A wise person would possess an extensive vocabulary. She would know the names of
the plants and herbs that were best for healing. She would learn the names of the stars and
constellations. She would memorise folk tales and perhaps the names of the spirits that lived in
the old, contorted trees, the wishing wells and thresholds. Many extant spells rhyme or use
repetition. Just as in literature, the rhetorical devices used in magical speech resonate
powerfully; like a rhyming couplet winks the curtains closed. The witch plays with language to
make her spells more powerful.
Historically, and in many cases currently, women have been excluded from power by male
institutions. The world of word-smithery is an area in which power has been available to women.
A curse, a spell, a muttering under the breath were things to which a woman could resort in
opposition to male primacy. This adds to the stereotype of women as underhand and possessed
of 'slippery tongues': if one truly believed in the potential harm that words could cause, and if
words were often the only resort for a woman, given her lack of autonomy, then it would make
sense to be wary of the words of women.
The existence of such things as the Scold's Bridle are testament to a masculine
concern with what women might say and how they might say it.
Additionally, women may have turned to cursing to bring colour to their domestic
existences. Witchcraft represents another way. It is excitement, rebellion, mischief and
autonomy.
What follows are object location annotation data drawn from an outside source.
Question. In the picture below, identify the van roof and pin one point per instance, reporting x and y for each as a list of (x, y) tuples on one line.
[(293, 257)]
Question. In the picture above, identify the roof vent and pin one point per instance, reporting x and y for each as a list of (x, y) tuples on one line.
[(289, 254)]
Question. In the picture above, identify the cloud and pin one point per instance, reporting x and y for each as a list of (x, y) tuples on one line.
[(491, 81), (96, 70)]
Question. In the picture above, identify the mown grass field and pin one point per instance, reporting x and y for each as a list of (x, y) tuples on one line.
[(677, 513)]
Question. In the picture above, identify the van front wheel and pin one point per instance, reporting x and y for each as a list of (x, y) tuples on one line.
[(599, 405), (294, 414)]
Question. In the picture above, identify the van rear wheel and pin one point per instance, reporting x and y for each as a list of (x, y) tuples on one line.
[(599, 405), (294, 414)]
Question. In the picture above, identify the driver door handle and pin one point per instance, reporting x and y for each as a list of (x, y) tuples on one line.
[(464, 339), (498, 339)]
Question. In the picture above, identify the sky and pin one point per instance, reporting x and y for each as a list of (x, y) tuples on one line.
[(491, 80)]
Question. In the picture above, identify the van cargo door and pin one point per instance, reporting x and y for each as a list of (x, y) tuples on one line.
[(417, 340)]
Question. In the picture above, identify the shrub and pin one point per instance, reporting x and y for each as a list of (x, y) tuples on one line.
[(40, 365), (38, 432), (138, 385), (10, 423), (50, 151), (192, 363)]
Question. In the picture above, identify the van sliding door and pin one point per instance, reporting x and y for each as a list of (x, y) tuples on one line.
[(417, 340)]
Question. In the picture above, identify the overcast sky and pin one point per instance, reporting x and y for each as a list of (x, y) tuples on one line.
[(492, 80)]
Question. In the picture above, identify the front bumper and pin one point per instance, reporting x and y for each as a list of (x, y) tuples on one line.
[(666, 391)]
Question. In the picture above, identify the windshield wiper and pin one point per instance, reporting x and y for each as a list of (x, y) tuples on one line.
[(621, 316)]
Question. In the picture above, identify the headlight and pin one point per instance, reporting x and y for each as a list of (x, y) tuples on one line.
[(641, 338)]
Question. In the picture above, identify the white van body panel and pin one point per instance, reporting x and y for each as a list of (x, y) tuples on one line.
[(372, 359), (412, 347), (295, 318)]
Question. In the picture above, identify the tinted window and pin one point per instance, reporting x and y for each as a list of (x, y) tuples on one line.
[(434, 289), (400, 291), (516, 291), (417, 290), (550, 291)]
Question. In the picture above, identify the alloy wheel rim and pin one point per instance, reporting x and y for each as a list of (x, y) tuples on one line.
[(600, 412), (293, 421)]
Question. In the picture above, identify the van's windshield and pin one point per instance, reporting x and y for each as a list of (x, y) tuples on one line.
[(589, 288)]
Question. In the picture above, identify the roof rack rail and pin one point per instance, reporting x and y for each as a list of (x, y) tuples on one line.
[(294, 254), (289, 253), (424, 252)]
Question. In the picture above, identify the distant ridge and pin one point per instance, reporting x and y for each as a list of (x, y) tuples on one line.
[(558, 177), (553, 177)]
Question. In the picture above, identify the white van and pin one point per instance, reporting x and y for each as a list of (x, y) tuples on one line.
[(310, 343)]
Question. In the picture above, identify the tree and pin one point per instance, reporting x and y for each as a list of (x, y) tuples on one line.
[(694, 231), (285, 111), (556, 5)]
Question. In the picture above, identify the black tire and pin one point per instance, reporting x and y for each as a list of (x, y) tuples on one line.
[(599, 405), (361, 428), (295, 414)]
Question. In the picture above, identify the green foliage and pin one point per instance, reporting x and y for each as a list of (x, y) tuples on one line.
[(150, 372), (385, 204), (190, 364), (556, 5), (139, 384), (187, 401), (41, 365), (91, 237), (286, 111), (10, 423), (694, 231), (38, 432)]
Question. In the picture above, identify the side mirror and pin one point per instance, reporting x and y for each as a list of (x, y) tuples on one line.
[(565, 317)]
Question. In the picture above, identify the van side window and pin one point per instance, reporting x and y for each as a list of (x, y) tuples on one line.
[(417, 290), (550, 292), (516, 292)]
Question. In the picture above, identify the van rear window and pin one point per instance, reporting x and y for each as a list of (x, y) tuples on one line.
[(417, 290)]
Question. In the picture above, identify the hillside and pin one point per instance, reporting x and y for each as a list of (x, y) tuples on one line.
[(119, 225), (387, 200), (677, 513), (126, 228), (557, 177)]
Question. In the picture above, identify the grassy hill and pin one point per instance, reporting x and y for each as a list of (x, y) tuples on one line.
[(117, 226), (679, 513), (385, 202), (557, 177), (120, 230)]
The witch is not simply a creation of the patriarchy; women have invested in the
character as a fantasy which allowed them to express taboos, unacceptable desires and
revolutionary ideas.
It is believed that many women killed during the witch trials were in fact storytellers with
linguistic and narrative skill evident in their confessions. If this were true, it would imply that
some witches were persecuted not for their use of wicked magic, but for their daring to engage
with the gifts of knowledge and of language.
Storytelling can be a way of imparting wisdom - and wisdom, ideas or experts are often
viewed with suspicion in times of social change. At times we have burned witches, other times
we have burned books.
The most powerful in a society police the language of the oppressed. A woman's failure
to control her tongue seems to have been the root cause of many accusations of witchcraft. A
witch's words were her weapons. A witch's words were the only weapons she had to rail against
authority.
As Malala Yousafzai wrote in her book I Am Malala: 'Let us pick up our books and our
pens... they are our most powerful weapons'.
We must arm ourselves with the powers of language; name the things that we wish to
understand; voice those words which intimidate, which seem a Pandora's box of malevolent
power. By speaking these truths outloud, we harness this power, and if spoken enough they will
turn to love spells muttered underneath the breath.
History can seem to have established a normality which is in fact not necessarily
'normal' at all. We are so used to men as leaders, as storytellers, as speakers that society has
often identified them as naturally better suited to these roles. However, women have been too
often denied the opportunity to prove this assumption incorrect.
The witch trials have become a paradigm of the way in which society, even the state,
has punished the oppressed for attempting to utilise one of the few powers generally available
to them. Thankfully, things have got better for most women during the past four centuries, but
women remain to a degree oppressed; and they are by no means the only oppressed group.
By telling our stories, we can perhaps redress the imbalance in the normalisation of our
experiences. Stories are an insight into the inner lives of those other than ourselves. It is
through stories that we can understand and empathise. It is through writing that one makes
sense of something. Poems are puzzles to solve. Storytelling is humanising.
The witch is a woman, perhaps, but women are not witches. They are humans who
have long been misunderstood, for they have been unable to speak for themselves.